Regresó a casa y a lo largo de los diez años siguientes vio reducirse su clientela a cuatro o cinco viejas damas que se morían lenta y quejumbrosamente en enormes, feas, ricas casas situadas en calles con nombres evocadores de generales confederados y de batallas: Forrest Avenue, Chickamauga y Shiloh Place, que pasaban las largas tardes protegidas del estrépito y la furia del exterior por viciados y rancios muros. “Es porque me gusta el olor —se decía—. Me gusta el olor de la carne vieja de mujer”.

El único contacto con el escenario que habitaba era la presidencia de los Guardias de Nonconnah. Ocupaba el cargo desde hacía doce años; cada diciembre dirigía el baile en el que eran presentadas las debutantes de la temporada, y aunque allí no se encontraba olor a carne vieja de mujer, aunque él aún no lo sabía, tal cargo —la importancia menor y espúrea de elegir la música y los decoradores y los proveedores y de aprobar las listas de las debutantes— no era sino otro armario de ropa blanca.

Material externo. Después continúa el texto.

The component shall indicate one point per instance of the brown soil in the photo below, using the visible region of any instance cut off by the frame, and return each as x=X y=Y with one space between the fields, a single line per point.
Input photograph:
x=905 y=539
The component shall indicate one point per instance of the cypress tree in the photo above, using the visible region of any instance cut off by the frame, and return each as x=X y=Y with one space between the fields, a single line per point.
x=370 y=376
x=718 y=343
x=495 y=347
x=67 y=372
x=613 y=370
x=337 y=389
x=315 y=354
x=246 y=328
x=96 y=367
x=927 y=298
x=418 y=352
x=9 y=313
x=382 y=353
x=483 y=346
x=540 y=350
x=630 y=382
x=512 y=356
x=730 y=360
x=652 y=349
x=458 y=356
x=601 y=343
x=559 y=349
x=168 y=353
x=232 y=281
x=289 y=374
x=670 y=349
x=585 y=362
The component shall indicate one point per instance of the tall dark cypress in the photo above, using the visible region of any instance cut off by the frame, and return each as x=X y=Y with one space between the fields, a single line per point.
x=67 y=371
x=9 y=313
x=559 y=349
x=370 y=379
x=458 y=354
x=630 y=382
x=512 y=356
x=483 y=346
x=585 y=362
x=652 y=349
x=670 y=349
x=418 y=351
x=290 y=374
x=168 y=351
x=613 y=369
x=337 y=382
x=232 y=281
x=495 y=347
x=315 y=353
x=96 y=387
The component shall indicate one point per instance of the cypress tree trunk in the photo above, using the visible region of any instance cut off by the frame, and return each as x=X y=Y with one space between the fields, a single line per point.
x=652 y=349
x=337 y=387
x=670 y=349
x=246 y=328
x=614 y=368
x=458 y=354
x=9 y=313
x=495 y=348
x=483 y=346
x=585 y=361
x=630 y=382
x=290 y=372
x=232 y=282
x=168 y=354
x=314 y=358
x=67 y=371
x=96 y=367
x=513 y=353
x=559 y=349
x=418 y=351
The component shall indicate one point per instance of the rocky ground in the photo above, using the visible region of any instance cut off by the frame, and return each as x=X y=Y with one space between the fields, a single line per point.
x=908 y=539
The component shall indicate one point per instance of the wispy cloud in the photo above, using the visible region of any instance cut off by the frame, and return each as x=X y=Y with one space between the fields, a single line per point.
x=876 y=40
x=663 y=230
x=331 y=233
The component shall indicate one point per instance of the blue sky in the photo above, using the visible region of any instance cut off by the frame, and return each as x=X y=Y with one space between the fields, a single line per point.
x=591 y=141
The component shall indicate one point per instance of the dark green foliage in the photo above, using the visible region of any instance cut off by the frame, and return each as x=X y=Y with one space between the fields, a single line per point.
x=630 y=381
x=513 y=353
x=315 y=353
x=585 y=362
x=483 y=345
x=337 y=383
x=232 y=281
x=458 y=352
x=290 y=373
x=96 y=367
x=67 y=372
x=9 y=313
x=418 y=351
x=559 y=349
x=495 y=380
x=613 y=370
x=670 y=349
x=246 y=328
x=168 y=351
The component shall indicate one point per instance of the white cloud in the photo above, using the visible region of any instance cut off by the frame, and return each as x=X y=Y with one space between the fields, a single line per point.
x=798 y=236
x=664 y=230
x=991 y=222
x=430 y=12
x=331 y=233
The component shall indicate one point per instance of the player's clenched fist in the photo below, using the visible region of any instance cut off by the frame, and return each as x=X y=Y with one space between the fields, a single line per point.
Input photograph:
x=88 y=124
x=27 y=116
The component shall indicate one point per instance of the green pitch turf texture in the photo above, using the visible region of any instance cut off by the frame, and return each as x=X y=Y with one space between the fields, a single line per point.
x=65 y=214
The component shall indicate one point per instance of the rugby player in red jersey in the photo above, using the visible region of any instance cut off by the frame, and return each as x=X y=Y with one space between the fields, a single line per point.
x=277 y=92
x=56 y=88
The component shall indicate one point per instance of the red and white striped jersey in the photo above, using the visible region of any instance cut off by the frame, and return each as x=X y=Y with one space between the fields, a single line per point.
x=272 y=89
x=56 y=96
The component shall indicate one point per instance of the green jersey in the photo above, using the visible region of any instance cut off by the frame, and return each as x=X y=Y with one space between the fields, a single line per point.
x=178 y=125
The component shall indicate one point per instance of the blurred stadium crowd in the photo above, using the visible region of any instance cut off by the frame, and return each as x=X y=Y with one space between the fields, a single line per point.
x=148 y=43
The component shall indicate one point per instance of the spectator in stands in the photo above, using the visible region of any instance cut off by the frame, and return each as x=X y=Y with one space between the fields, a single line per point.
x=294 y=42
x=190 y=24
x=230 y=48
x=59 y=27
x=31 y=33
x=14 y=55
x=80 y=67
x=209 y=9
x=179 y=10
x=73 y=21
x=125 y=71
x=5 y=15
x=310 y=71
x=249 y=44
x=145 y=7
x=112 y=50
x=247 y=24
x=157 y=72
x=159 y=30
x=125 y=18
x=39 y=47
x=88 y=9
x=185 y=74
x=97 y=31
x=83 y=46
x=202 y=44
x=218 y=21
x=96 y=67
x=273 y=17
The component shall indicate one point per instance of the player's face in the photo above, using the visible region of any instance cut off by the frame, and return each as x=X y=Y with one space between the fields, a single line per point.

Los Guardias fueron organizados en 1859 por cincuenta y un hombres jóvenes de la ciudad, todos ellos solte-ros. El batallón eligió oficiales y recibió un estatuto de Guardia Nacional, y el mayor del mismo fue el abuelo del doctor Blount. Dieron un baile aquel año y en los dos diciembres sucesivos. En 1861 dieciséis de ellos regresaron a casa. La organización fue prohibida por el gobierno federal, y los dieciséis miembros se diseminaron por el Sur a la cabeza de bandas que actuaban de noche, aterrorizando e intimidando a los negros, unas veces con razón y otras sin ella.

Cuando los últimos politicastros del Norte fueron expulsados y los oficiales de justicia y representantes negros que habían regido los gobiernos de los estados desde la guerra fueron enviados de nuevo a los campos de algodón, los Guardias se reorganizaron y volvieron a recibir su estatuto y celebraron un nuevo baile, y lo siguieron haciendo desde entonces cada diciembre.

Su “status” había sido restaurado; poseían un esquemático escalafón de oficiales regulares del ejército, con una jerarquía interna de oficiales sociales electivos, cuya más alta graduación recaía en el cabo abanderado, cargo que ostentaba el doctor Blount al haber sido elegido para el mismo en un café de París en 1918.